# Weber 26" Charcoal Kettle Grill



## Roll_Bones (May 30, 2021)

I have wanted a Weber 26" kettle grill since I saw one for sale some time ago.  Price has always been my sticking point.
Well for my birthday (July 14) my lovely wife surprised me with a delivery.  It was the grill!
Big box and very heavy.  Two person box!
Once assembled I realized exactly how much bigger the grill is and how much heavier the lid is.  When you imagine a 22" grill vs a 26" grill it does not seem like a big jump.  But in reality it is 4" more all around the circumference and clearly much bigger than my old 22".
And its twice as heavy in every respect.

Should anyone be thinking of going to the Weber Kettle 26" I would recommend taking a physical look at one and feel the lid and how heavy the body is.
You very well might change your mind.
This grill may last as long as my old one. (20 years) and I dread the day I cannot raise the lid.  It is a chore now.
I cannot hurt my wife's feelings by sending it back.  So I cooked on it already to seal the deal.  Sometimes love supersedes practicality.
Just a heads up or warning if you will.


----------



## medtran49 (May 30, 2021)

It's the thought that counts!  I don't have to worry about that though.  Craig has the rotisserie and the pizza oven and a couple of other things for the 22.  Too much money invested in all those things.

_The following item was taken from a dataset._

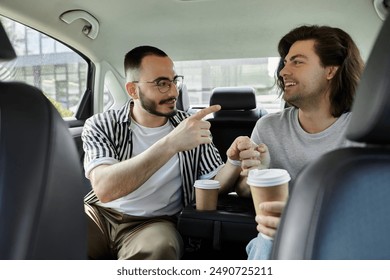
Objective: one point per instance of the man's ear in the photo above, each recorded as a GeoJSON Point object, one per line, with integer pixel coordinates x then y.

But, I'm sure you'll enjoy it.  Put you're thinking cap on to figure out a way to get that lid off easily.  Set up a mini crane.  LOL!

Happy Birthday!


----------



## dragnlaw (May 30, 2021)

LOL - sounds like a sneaky way she's getting you to cook your own birthday meal!  

You sure have a great gal there!  and Happy Birthday in July from me too.  You have a whole month to practice your birthday meal!  Let us know how it goes!


----------



## Andy M. (May 30, 2021)

I have a 26" Weber I got for Father's Day some years ago. It's more than necessary to just grill for two people but it's ideal for setting it up as a smoker. There's plenty of room to set up a two zone fire so you can smoke low and slow for ribs, chicken, etc.


----------



## Roll_Bones (May 31, 2021)

medtran49 said:


> It's the thought that counts!  I don't have to worry about that though.  Craig has the rotisserie and the pizza oven and a couple of other things for the 22.  Too much money invested in all those things.
> But, I'm sure you'll enjoy it.  Put you're thinking cap on to figure out a way to get that lid off easily.  Set up a mini crane.  LOL!
> Happy Birthday!


Thanks. It does have the holder for the lid. Seems they realized how heavy it was themselves.  You can almost slide the lid over and into the holder.
But you still must lift it.



dragnlaw said:


> LOL - sounds like a sneaky way she's getting you to cook your own birthday meal!
> You sure have a great gal there!  and Happy Birthday in July from me too.  You have a whole month to practice your birthday meal!  Let us know how it goes!


I already do 100% of the cooking here.  I would expect I am fixin dinner that day as usual.  She has been on me about going to the sushi restaurant on her.  That was my gift last birthday that I have not used yet.



Andy M. said:


> I have a 26" Weber I got for Father's Day some years ago. It's more than necessary to just grill for two people but it's ideal for setting it up as a smoker. There's plenty of room to set up a two zone fire so you can smoke low and slow for ribs, chicken, etc.


Right Andy.  I cooked a whole cut up chicken on it and there was more than enough room. It is perfect for offset cooking and that is usually when I use the charcoal grill.
I imagine a turkey or a nice pork shoulder cooked low and slow.  It is perfect for these things.  Today its burgers and family.
Thanks everyone.

Oh...it came with two side baskets for hot coals for offset cooking.


----------



## Chief Longwind Of The North (May 31, 2021)

You could use an engine cherry picker, with a chain attached to the lid handle.  The hydraulics of the cherry picker allow a single person to easily lift a large, V8 car engine..

Seeeeya; Chief Longwind of the North


----------



## Roll_Bones (Jun 1, 2021)

Chief. If I were to incorporate a mechanical device it would be electric driven.


----------



## Chief Longwind Of The North (Jun 1, 2021)

Roll_Bones said:


> Chief. If I were to incorporate a mechanical device it would be electric driven.


inch
Home made electric mini crane - https://www.youtube.com/watch?v=34dI88HGiZ8.  May be a little overkill/

Seeeeya; Chief Longwind of the North.


----------